Someone might argue that, like I said before, Metal Gear Solid and Bioshock are shallow games. It is true, but not in a bad way. Some modern games are way more story driven. In old games, the goal was always to achieve the highest score possible. Some of them never ended and would loop back to the beginning so you could continue playing. When a game is too story driven, like Bioshock, it loses replay value. Of course you can play again with variances. But after 2 or 3 times, you got everything you could from it, unless you feel nostalgic afterward (like it happens with movies and books after all).

What really keeps a game alive is competition. We continue playing to beat the ever changing AI, a friend or ourselves, in score based games. So, in order to survive, a game needs to be entertaining, competitive and deep. And then I ask: how long did you play Modern Warfare 1? What about Company of Heroes (the best ranked strategy game at gamerankings.com)? Isn’t Company of Heroes deep enough? I’m sure it is.
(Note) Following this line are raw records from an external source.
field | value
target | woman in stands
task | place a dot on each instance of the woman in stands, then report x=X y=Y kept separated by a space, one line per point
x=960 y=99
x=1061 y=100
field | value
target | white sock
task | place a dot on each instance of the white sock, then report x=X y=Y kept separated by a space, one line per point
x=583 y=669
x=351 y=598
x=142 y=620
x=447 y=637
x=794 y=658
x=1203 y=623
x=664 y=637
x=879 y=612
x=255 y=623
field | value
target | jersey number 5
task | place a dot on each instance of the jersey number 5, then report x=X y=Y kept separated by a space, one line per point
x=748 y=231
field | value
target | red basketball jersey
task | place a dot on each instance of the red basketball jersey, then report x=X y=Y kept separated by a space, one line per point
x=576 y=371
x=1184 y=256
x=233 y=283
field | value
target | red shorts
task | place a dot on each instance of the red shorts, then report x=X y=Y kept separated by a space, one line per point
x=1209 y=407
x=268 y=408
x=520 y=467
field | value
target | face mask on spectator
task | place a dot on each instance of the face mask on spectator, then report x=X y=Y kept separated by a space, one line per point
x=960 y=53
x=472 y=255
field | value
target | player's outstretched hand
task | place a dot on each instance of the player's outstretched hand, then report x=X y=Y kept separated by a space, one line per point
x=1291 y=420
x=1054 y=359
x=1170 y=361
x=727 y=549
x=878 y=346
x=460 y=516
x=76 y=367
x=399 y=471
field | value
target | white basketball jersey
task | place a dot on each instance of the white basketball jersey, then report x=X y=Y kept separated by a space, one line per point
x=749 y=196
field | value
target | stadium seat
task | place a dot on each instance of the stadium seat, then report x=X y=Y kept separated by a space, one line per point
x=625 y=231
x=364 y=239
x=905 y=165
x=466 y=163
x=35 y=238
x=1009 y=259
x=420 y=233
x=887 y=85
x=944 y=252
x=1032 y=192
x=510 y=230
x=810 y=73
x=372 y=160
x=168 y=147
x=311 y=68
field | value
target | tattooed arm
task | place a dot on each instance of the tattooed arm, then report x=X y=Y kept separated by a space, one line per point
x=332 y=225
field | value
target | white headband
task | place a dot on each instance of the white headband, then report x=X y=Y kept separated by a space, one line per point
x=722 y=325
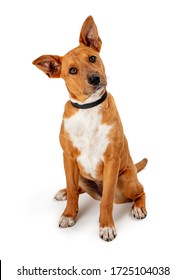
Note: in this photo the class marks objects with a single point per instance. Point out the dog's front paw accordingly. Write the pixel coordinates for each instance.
(66, 222)
(61, 195)
(107, 233)
(139, 213)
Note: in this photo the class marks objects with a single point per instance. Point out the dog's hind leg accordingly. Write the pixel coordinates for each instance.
(62, 194)
(131, 188)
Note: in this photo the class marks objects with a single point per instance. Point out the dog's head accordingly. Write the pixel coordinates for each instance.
(81, 68)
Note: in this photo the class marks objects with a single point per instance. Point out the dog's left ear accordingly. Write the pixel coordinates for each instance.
(49, 64)
(89, 34)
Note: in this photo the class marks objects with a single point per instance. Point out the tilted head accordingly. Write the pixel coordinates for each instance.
(81, 68)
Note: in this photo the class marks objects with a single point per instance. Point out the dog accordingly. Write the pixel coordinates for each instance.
(95, 150)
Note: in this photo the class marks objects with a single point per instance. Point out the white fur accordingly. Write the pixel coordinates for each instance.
(89, 136)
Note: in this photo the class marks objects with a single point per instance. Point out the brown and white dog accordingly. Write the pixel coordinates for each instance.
(96, 154)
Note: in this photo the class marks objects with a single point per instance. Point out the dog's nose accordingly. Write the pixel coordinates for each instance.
(94, 80)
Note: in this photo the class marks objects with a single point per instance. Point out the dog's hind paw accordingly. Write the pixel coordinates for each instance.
(138, 213)
(66, 222)
(61, 195)
(107, 233)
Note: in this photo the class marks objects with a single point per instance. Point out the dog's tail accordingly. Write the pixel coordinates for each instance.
(140, 165)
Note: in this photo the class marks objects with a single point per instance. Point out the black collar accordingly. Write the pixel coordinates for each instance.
(90, 105)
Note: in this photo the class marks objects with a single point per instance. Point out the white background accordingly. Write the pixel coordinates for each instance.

So I was thinking about that. It is a bit sad that great games last so little, it feels like the cultural value of the game gets much smaller. I played Monopoly when I was a kid. My father taught me how to play chess. Yet somehow I don’t think I’ll be teaching my kids how to play Company of Heroes.

I think games are doomed with the curse of sequels. Be them direct sequels or not, the games industry is always recreating games. And the new ones replace the old inside the DVD drive. I stopped playing Modern Warfare 1 to play Modern Warfare 2. And stopped playing Modern Warfare 2 to play Bad Company 2.

The timing for this post is no coincidence. Last week Starcraft II, the sequel to the best RTS ever (IMHO), finally came out. Starcraft was a bastion for video game resilience: the classic from 1998 continued being played for 12 years without a sequel (just the Brood Wars expansion shortly after the original release), it became a national sport in South Korea. Is it probably just as complex as chess or even more. But its legion of players was getting smaller, the game surrounded by newer, better looking alternatives.

Last week, when reviewers started writing their impressions on the new game, probably the highest point of PC gaming in 2010, they mentioned innovations and improvements. And while I’m thrilled to see the sequel and craving to play it, I’m also a bit frustrated. It is sad to see a great game, that lasted 12 years, get a killing sequel. Starcraft was already loosing ground, even though many kept playing it even when Warcraft III came along. But I’m afraid it won’t resist a direct sequel. The old gives space to the new.

I’ll finish talking about the moments of joy games provide during their brief lives again. The current generation of players probably won’t teach the new one how to play Starcraft, not even Starcraft II. But while the games go back to the shelves, the genres continue alive and well.

In the constantly reinvented games industry, there’s no space for secular games, but there’s space for secular icons and concepts. The RTS genre won’t die. Nor will FPSs. And because the concepts remain the same, that’s what we’ll pass to the next generation, that’s the legacy of video games to the future.

And I’m sure Mario will be there too. That’s gotta count for something.